Abaixo temos um encantador exemplo do impressionismo alemão numa obra de Fritz von Uhde (1848-1911). Vale ressaltar que, embora a técnica seja impressionista, não se trata de uma pintura ao ar livre, conforme era usual no movimento, mas da representação de um ambiente interno. Uhde retratou as filhas numa varanda com a interessante perspectiva de quem observa a cena a partir de outro cômodo da casa. É como se portas fossem se abrindo à sua frente e seus olhos fossem sendo guiados pelos ambientes em direção a um ponto de fuga até se deterem nos rostos das moças. Essa pintura chamou minha atenção de imediato, no museu, tanto por suas cores vívidas quanto pelo cálido flagrante da intimidade e do clima de aconchego do interior da casa. Imagino que se trate da residência do próprio artista.

Fritz von Uhde - 'As filhas do artista na varanda' (1901) - óleo s/ tela - foto: Simone Catto

Os artistas simbolistas rebelaram-se contra a representação pura e simples da realidade na arte e priorizaram seus sentimentos e instintos, contrapondo as forças antagônicas de eros e tânatos, ou seja, as pulsões de vida e morte. Esses artistas simplificaram cores, traços e planos, produzindo pinturas de aspecto mais chapado e de atmosfera mais onírica. O principal representante do simbolismo vienense é Gustav Klimt, que mereceu uma matéria à parte neste blog (veja aqui).

O pintor e gravador Max Kurzweil (1867-1916) ajudou a fundar, entre outros artistas e arquitetos, a Secessão de Viena ao lado de Klimt. Ele criou uma série de retratos, dentre os quais o de Therese Bloch-Bauer, judia da alta sociedade vienense que era irmã de Adele Bloch-Bauer, uma das grandes musas de Klimt. Therese era também mãe de Maria Altman, a qual posteriormente processou o governo austríaco para reaver o mais famoso retrato de sua tia Adele criado por Klimt, como reparação à espoliação que sua família havia sofrido pelos nazistas durante a Segunda Guerra. Veja a história aqui.

Max Kurzweil - 'Retrato de Therese Bloch-Bauer' (c.1907) - óleo s/ tela - foto: Simone Catto

O belga Fernand Edmond Jean Marie Knopff (1858-1921) e o alemão Max Klinger (1857-1920) eram legítimos representantes da escola simbolista, como atestam as obras a seguir, também em exibição no Belvedere.
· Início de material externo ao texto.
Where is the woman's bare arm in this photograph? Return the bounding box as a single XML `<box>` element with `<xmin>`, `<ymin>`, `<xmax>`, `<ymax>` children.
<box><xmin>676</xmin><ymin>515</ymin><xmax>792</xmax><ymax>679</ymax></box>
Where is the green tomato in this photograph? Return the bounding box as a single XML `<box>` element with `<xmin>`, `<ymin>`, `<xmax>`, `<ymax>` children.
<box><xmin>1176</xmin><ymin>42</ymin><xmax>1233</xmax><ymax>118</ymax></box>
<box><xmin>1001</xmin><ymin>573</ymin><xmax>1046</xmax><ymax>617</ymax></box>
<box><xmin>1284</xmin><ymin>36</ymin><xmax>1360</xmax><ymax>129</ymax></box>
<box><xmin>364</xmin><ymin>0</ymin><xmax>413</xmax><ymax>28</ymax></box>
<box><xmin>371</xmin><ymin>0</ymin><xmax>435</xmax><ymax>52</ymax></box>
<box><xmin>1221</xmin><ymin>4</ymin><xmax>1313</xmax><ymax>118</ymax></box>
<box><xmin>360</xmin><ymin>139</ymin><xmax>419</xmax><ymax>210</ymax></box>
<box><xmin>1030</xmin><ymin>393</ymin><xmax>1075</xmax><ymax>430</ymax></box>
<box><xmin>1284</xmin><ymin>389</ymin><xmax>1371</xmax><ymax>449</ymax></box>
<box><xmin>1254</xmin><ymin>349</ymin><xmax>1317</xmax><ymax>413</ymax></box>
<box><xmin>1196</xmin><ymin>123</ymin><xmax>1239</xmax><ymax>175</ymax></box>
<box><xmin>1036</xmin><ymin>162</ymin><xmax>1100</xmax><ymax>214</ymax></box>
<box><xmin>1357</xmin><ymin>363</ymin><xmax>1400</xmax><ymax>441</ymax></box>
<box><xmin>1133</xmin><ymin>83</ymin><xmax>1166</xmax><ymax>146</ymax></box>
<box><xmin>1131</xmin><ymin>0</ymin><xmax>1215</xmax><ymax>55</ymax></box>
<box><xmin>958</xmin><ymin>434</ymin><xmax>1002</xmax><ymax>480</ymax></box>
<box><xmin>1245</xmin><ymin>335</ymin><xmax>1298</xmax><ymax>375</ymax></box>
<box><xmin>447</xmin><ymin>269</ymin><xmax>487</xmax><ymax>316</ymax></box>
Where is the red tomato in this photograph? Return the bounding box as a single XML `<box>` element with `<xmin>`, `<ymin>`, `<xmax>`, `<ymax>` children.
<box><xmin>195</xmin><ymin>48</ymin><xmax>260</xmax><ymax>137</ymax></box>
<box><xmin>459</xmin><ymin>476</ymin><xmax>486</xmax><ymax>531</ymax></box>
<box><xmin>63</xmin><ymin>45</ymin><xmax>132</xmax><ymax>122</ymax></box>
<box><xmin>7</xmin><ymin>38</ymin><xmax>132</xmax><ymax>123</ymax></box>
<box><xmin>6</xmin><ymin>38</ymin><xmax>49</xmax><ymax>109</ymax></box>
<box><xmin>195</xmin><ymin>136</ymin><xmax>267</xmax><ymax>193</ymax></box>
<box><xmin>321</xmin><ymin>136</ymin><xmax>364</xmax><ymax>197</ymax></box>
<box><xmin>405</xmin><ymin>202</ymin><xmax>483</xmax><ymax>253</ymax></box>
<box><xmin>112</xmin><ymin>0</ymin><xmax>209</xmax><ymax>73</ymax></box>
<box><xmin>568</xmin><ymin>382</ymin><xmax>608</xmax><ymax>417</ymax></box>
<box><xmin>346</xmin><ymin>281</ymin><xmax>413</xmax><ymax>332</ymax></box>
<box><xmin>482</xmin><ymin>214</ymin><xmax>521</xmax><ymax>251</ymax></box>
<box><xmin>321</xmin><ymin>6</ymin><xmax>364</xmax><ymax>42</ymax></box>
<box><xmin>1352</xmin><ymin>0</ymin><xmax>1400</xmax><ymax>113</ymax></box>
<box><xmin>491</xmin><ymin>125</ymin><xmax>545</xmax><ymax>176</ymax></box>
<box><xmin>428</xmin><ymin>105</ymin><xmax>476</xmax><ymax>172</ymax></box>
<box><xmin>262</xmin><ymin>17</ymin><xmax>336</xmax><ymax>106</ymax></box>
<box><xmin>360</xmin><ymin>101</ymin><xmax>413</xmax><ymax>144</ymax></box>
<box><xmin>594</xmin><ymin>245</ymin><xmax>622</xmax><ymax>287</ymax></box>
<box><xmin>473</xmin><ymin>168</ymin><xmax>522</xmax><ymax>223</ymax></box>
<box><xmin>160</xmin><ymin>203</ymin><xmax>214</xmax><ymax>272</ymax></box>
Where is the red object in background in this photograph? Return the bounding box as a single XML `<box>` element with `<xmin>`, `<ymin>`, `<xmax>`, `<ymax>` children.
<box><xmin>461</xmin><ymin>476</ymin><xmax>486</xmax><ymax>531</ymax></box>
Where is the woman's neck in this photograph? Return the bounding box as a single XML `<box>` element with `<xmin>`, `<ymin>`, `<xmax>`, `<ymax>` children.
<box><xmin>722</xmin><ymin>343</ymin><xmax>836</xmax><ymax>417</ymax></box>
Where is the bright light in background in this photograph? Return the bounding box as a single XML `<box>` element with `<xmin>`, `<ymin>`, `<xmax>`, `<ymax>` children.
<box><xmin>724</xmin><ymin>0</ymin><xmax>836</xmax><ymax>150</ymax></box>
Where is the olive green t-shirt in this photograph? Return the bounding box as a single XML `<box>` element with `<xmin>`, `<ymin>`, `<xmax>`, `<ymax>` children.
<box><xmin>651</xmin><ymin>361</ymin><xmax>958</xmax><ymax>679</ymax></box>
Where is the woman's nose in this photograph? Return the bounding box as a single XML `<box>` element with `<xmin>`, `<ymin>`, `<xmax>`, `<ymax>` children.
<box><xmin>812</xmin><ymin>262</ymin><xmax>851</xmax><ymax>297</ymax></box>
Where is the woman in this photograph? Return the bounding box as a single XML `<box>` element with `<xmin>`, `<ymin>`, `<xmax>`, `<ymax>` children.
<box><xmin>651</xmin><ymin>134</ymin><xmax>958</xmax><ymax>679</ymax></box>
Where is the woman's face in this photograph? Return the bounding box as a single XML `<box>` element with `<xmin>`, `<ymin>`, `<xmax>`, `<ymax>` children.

Fernand Knopff - 'Águas calmas - o lago de Menil' (1894) - óleo s/ tela - foto: Simone Catto

Fernando Knopff - 'Meia-figura de ninfa (Vivien)' (1896)
gesso pintado em base de madeira dourada - altura: 99 cm
Foto: Simone Catto

Max Klinger - 'O julgamento de Paris' (1885-87) - óleo s/ tela com moldura de madeira e gesso - foto: Simone Catto

O vienense Hans Makart (1840-84), que fez grande sucesso à sua época, não era impressionista e nem simbolista: era um pintor de cenas históricas e mitológicas e criador de belas obras de arte decorativa, tendo influenciado o trabalho de Gustav Klimt e de vários outros artistas do art nouveau, notadamente nas representações de sensuais mulheres e ninfas da mitologia, tão celebradas na arte fin-de-siècle. Os painéis a seguir ocupam uma parede inteira de um salão do Palácio Belvedere.

Hans Makart - 'Os cinco sentidos: visão, audição, tato, paladar, olfato' (1872-79) - óleo s/ tela - foto: Simone Catto

Foto: Simone Catto

O fato é que tanto o impressionismo quanto o simbolismo produzidos fora da França nos deixaram obras de grande beleza que merecem ser admiradas pessoalmente. Não deixe de visitar o Palácio Belvedere se você for a Viena!